Research:Copyediting as a structured task
In order to support newcomers in their first edits, the Growth Team has been developing the Structured Tasks framework. Structured tasks break down the editing process into smaller steps that are easily understood, easy to use on mobile devices, and can be guided by algorithms. The first structured task that was implemented was add-a-link, which has been deployed to 4 wikis (arwiki, bnwiki, cswiki, and viwiki). Results from those wikis have been encouraging (T277355) -- with less than 8% of edits from recommended links being reverted. Therefore, we would like to implement other types of tasks that are part of editors’ workflows.
One particularly promising task is copyediting, i.e. improving the text of articles with respect to spelling, grammar, tone, etc. This is one of the number one structured tasks that communities have been asking for. Work by the Growth team is tracked Structured Tasks/Copyedit
Aims of this project:
- We want to understand the types of copyediting tasks it might be possible to assist with algorithms.
- We want to use an algorithm that can suggest tasks for a type of copyediting in articles across different languages.
- We want to know how good the algorithm works (e.g. know which model works best from a set of existing models).

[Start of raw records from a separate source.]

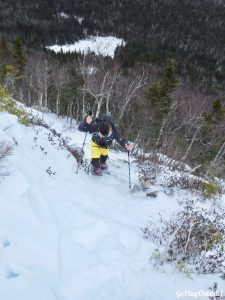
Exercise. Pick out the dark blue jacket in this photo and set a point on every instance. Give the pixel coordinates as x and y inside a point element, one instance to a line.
<point>103,142</point>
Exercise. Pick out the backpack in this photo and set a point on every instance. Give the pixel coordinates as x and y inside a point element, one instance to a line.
<point>104,118</point>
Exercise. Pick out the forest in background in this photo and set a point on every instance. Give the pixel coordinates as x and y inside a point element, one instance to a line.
<point>191,31</point>
<point>165,87</point>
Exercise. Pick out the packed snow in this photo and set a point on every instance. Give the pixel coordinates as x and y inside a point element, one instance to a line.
<point>100,45</point>
<point>68,236</point>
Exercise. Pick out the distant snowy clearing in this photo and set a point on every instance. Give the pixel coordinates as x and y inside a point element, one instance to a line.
<point>100,45</point>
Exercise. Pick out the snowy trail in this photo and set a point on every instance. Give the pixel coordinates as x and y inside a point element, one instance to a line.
<point>73,236</point>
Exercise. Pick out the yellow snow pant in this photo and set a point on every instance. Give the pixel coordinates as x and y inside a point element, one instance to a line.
<point>97,151</point>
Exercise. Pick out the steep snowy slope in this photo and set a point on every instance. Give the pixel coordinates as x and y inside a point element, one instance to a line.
<point>73,236</point>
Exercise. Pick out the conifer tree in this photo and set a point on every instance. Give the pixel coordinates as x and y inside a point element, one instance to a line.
<point>19,56</point>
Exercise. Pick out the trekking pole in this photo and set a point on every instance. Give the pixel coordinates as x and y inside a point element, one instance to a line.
<point>82,149</point>
<point>128,153</point>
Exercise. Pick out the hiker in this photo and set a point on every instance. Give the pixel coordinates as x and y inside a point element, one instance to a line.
<point>104,132</point>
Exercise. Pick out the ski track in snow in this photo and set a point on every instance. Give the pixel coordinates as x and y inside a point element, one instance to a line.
<point>74,236</point>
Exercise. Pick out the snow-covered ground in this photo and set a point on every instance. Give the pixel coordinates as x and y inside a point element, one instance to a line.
<point>75,236</point>
<point>100,45</point>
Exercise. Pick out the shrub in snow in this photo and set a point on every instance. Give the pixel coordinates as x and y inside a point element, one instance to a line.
<point>216,294</point>
<point>5,150</point>
<point>194,236</point>
<point>9,105</point>
<point>153,169</point>
<point>63,142</point>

- Perform a literature review to get an overview of i) different aspects of copyediting, ii) different commonly-used automatic tools for copyediting, iii) existing approaches to copyediting in Wikipedia, and iv) available models in NLP/ML research
- Exploratory analysis of available models and datasets
- Defining and scoping the specific task
- Building an evaluation dataset and implementing a model
Background research and literature review are captured in Copyediting_as_a structured_task/Literature_Review
- Simple spell- and grammarcheckers such as LanguageTool or Enchant are most suitable for supporting copyediting across many languages and are open/free
- Some adaptation to the context of Wikipedia and structured task will be required in order to decrease the sensitivity of the models; common approaches are to ignore everything in quotes or text that is linked.
- The challenge will be to develop a ground-truth dataset for backtesting. Likely, some manual evaluation will be needed.
- Long-term: Develop a model to highlight sentences that require editing (without necessarily suggesting a correction) based on copyediting templates. This could provide a set of more challenging copyediting tasks compared to spellchecking. This is also a more researchy project.